Wie oft schon von mir eingestanden. Ich verstehe von dem Aktienmarkt und der Finanzwelt nicht viel. Aber ich wage mal zu behaupten, dass ein Großteil des Volkes kaum Geld hat, um zu spekulieren und irgendwie gewinnbringend anzulegen. Die meisten haben es inzwischen in ihr Eigentum investiert oder halten es zusammen, weil sie nicht wissen, was auf sie zukommt. Für viele ist ein Monat sehr lange und das Geld reicht nicht. Für die sind solche Finanzhinweise wertlos. Und wer halbwegs bei Sinnen ist, legt sein erspartes unter das Kopfkissen, damit der Staat nichts erfährt und da ist es inzwischen sicherer als irgendwo angelegt. Das mag wenig innovativ klingen, aber das ist meine Erkenntnis. Diejenigen die ich kenne und die etwas in der Hinterhand haben, investieren in unauffällige Goldrücklagen.
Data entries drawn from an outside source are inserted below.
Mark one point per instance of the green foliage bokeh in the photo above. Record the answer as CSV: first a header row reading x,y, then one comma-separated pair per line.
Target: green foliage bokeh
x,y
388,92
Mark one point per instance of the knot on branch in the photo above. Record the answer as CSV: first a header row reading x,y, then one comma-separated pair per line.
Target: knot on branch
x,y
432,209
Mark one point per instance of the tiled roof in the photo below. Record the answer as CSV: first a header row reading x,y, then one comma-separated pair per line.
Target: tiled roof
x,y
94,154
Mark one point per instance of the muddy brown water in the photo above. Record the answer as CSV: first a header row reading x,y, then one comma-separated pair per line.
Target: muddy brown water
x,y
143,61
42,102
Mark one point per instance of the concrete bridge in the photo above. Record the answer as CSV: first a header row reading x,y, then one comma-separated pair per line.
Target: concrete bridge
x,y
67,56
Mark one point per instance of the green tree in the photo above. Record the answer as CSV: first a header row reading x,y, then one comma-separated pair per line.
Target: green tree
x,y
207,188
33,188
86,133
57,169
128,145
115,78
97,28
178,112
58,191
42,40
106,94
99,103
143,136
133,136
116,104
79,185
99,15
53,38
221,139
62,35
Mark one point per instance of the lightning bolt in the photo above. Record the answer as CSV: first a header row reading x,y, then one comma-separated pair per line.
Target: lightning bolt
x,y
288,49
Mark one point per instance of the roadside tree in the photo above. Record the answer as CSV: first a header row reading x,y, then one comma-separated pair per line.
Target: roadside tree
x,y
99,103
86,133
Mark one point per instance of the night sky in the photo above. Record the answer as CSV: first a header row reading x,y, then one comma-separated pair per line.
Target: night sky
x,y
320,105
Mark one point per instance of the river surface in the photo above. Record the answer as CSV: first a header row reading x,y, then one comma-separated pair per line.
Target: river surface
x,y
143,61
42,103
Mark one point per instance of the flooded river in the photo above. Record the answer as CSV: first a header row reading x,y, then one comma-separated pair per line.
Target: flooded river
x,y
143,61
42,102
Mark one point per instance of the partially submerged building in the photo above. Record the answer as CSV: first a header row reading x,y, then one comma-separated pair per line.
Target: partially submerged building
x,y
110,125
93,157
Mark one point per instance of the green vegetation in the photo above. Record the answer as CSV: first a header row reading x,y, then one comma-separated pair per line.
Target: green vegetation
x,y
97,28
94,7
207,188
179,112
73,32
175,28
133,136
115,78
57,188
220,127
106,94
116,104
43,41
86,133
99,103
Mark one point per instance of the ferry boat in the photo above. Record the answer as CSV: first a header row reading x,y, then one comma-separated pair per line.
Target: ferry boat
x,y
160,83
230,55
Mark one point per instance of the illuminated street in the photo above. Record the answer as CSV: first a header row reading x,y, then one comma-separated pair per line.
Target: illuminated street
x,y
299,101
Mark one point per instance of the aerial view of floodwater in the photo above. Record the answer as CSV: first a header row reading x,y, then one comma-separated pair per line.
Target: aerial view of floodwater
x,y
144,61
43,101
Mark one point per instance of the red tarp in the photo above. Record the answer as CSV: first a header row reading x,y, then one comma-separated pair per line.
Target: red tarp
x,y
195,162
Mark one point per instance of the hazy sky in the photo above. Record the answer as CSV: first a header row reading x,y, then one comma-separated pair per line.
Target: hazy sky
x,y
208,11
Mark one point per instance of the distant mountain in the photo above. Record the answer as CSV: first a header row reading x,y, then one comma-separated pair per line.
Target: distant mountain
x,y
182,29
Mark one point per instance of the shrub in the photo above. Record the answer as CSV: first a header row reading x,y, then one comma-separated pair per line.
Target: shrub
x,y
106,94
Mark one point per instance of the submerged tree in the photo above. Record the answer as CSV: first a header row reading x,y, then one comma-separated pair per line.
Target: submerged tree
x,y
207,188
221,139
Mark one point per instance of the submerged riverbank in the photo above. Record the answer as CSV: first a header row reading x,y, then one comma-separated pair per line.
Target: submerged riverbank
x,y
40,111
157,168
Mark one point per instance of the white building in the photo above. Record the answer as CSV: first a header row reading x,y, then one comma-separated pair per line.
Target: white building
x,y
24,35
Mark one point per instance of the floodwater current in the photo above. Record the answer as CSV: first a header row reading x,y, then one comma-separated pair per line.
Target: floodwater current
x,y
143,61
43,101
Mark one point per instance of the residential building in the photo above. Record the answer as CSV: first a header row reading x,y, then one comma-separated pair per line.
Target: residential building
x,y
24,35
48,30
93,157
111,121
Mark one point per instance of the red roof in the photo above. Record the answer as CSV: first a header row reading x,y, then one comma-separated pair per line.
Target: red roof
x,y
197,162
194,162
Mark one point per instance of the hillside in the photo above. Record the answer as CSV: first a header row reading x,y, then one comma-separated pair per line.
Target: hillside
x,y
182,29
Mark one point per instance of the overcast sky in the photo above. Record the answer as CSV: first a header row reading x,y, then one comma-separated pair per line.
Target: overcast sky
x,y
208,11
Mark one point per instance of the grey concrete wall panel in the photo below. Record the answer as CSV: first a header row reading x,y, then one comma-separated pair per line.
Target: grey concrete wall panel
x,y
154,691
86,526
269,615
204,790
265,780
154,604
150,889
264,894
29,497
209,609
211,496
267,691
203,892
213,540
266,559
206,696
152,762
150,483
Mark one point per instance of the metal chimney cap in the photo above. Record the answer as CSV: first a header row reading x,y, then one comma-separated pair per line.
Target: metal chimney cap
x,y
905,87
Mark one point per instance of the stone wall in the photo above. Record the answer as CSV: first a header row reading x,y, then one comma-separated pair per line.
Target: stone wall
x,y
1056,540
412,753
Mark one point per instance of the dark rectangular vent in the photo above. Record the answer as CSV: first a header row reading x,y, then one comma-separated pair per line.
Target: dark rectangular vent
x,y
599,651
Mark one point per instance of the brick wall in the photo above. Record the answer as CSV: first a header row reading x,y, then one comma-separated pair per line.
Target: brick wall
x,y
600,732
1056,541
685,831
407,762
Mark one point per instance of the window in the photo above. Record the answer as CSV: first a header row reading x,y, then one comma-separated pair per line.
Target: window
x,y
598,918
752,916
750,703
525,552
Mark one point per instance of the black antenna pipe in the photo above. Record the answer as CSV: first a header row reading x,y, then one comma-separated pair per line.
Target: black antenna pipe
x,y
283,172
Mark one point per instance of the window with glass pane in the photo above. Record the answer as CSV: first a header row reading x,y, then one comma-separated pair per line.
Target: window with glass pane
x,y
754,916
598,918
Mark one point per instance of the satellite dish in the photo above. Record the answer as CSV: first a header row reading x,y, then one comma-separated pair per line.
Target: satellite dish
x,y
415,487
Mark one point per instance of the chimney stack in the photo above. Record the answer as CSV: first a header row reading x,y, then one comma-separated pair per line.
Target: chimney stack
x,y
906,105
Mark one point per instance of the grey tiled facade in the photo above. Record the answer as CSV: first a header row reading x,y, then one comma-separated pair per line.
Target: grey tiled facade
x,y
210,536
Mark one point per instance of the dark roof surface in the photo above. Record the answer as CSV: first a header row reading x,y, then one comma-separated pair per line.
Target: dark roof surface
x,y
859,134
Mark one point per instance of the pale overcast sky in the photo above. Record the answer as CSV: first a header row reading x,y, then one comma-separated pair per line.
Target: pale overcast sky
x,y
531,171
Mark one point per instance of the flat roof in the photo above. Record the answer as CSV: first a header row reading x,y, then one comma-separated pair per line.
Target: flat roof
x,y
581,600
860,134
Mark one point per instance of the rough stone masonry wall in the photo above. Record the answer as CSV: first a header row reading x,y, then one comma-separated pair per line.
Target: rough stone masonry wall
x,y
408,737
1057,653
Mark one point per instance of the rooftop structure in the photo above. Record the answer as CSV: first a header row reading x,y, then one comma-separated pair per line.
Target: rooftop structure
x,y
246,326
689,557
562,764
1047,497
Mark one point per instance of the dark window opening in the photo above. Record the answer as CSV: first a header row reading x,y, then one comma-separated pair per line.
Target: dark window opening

Heidemarie Heim | Mo., 26. Juni 2023 - 15:02

Danke geehrter Herr Mayer! Obwohl mir noch immer der Kopf schwirrt, und ich wahrscheinlich nur in Teilen verstanden habe was Sie uns raten tut es mir persönlich immer leid, wenn unter Ihren und den Beiträgen anderer Autoren so gar keine Kommentare oder wenigstens die Bestätigung geschaltet werden, dass man diese gelesen bzw. Überlegungen dazu angestellt hat. Wie gesagt gehöre ich zur denke ich Mehrzahl der Bürger/innen, die zwar noch lernfähig und auch risikobereit in jungen Jahren über null Kapital verfügten, sich infolgedessen auch keine Gedanken machten oder Kenntnisse des Kapitalmarktes aneigneten, und als man dann etwas hatte zum Anlegen wie der "Ochse vorm Scheunentor" stehend, wenig bis gar nicht risikobereit lieber den Spatz auf dem Sparkonto hielt, als die flatterhafte Taube auf dem Börsendach. Dumm? Vielleicht, aber wie sagte schon Herr Kostolany? "Wenn die Börsenspekulation so leicht wäre, gäbe es keine Bergarbeiter, Holzfäller u. andere Schwerarbeiter. Jeder wäre Spekulant.